City Park Restoration

Exciting projects are underway at City Park.  These projects will improve City Park features and enhance the park experiences for generations to come.  The City of Winterset greatly appreciates the many individuals, community organizations and businesses who support these projects.  Some of these projects are very visible and some are not as obvious. The following information will get you up to date.

After several years of planning, enhancements to the City Park entrance began to take shape in 2019. The NW parking lot was paved and sidewalks from the parking lot to Cutler-Donahoe Covered Bridge were completed last fall. The new parking lot will be open all year long for visitor parking, including the winter months. Installation of the sidewalks is an on-going effort to connect various park features and make City Park more accessible and walking friendly. Also last year, work began on enhancing the City Park entrance. The old, ‘ugly’ chain link fencing along E. South Street was removed and construction began on the new stone columns, attractive sign, wood rail fencing, lighting, and plantings. This work is scheduled to finish up in the spring and will be a much improved, welcoming as you enter City Park. This project was made possible as the result of a very generous gift by the Bernard and Frances Wight family.

In later 2018 a very talented volunteer City Park Restoration Committee was established. As a result, City Park now has an approved Conservation Plan and appropriate practices are underway. The City Park Conservation Plan has three objectives:  1) Improve and maintain aesthetics and restore historic landscapes, 2) Improve and maintain long term forest and savanna health, diversity, and ecological integrity, 3) Improve and maintain education and recreation opportunities for the public. In order to restore and preserve the woodlands and oak savanna in lower City Park, several management practices have been implemented. Practices include controlling invasive species, thinning less-desirable trees and prescribed burns. As a result, these practices in time will restore woodland species diversity, improve overall woodland health, increase the quality of habitat for wildlife, and enhance the view of the park aesthetics. We greatly appreciate all the efforts and expertise by the District Forester, Aaron Wright, and the volunteer City Park Restoration Committee.
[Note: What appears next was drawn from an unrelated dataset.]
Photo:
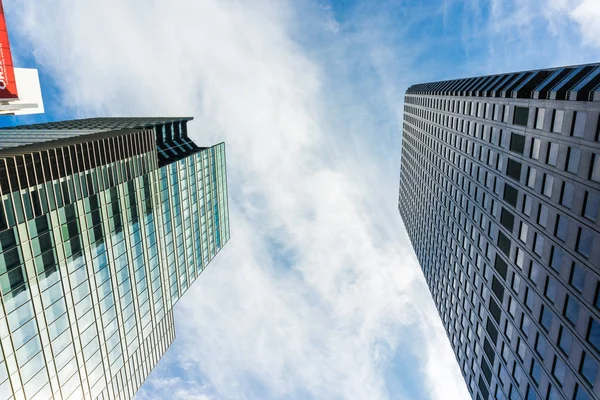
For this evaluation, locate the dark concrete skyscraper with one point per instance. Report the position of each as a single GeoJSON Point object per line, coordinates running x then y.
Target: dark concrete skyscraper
{"type": "Point", "coordinates": [500, 195]}
{"type": "Point", "coordinates": [104, 224]}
Still another, very exciting project going on right now is a huge effort to get City Park recognized on the National Register of Historic Places (NRHP). This effort is led by volunteers with the Madison County Historic Preservation Commission (MCHPC).  Preliminary work began in 2018. The tedious research work required for a successful application is expected to wrap up later this year. Particular areas of historical interest include, limestone shelters, bridges, one limestone ruin, log cabin, roadways, old quarries and the early park landscaping. Cost to the City for the entire nomination process will be very minimal thanks to the skilled MCHPC volunteers. This huge undertaking may not be real obvious right now but will be a BIG deal for the park for future years. The benefit of a successful nomination to the NRHP will be available funding sources and other assistance to restore and properly preserve these park features. Stay tuned for an exciting announcement later this year or very early in 2021.
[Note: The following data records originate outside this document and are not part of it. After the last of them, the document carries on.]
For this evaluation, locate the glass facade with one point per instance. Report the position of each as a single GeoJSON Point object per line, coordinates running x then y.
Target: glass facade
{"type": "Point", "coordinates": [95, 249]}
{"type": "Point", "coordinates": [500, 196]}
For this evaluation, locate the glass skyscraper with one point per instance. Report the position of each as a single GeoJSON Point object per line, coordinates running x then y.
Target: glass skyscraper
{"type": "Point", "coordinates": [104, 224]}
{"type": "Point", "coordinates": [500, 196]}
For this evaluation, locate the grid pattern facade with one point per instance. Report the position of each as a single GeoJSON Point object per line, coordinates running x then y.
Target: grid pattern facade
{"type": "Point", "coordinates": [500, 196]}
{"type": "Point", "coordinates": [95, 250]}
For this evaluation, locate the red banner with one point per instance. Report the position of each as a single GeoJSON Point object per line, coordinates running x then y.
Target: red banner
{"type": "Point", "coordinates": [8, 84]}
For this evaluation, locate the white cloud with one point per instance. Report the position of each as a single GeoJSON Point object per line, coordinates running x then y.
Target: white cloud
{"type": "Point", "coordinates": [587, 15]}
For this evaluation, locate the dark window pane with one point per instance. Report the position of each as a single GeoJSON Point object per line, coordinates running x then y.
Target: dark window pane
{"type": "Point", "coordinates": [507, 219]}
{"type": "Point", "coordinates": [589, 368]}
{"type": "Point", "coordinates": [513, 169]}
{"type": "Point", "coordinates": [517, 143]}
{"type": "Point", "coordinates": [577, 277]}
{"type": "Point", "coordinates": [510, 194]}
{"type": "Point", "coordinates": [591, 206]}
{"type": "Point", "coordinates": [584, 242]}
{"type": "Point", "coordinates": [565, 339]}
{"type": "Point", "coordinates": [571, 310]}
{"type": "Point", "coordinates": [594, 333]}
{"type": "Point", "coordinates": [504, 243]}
Last fall an Eagle Scout Project, coordinated by Peyton Dick, upgraded the middle portion of Clark Tower Trail. 500 feet of the trail was upgraded. Project involved: using pickaxes to widen portions of the trail; applying 18-ton of road stone and some bigger stones for edging to prevent erosion; and some clearing. Peyton and his crew of scouts/parents/volunteers worked really hard to make this happen. Special thanks to the Boy Scout program, Peyton and his Family, and Martin Marietta for donating the rock.  Older brother Jacob Dick completed a project to upgrade the lower portion of this trail in 2018.  More improvements to City Park trails are coming in the future. And finally, the City Park Campground Expansion project wrapped up last year. Six new full-service sites will open early this summer after the new seeding is somewhat established. Upgrades completed in recent years in addition to the new sites are, adding water service to 7 sites (including all pull-throughs), installing two pedestals with electric service in tent area, and new wood shed. The upgrades provide better accommodations for the many visitors who stay here. Records show 86,200 overnight stays at City Park and $1.2M in camping revenues since opening in 1995.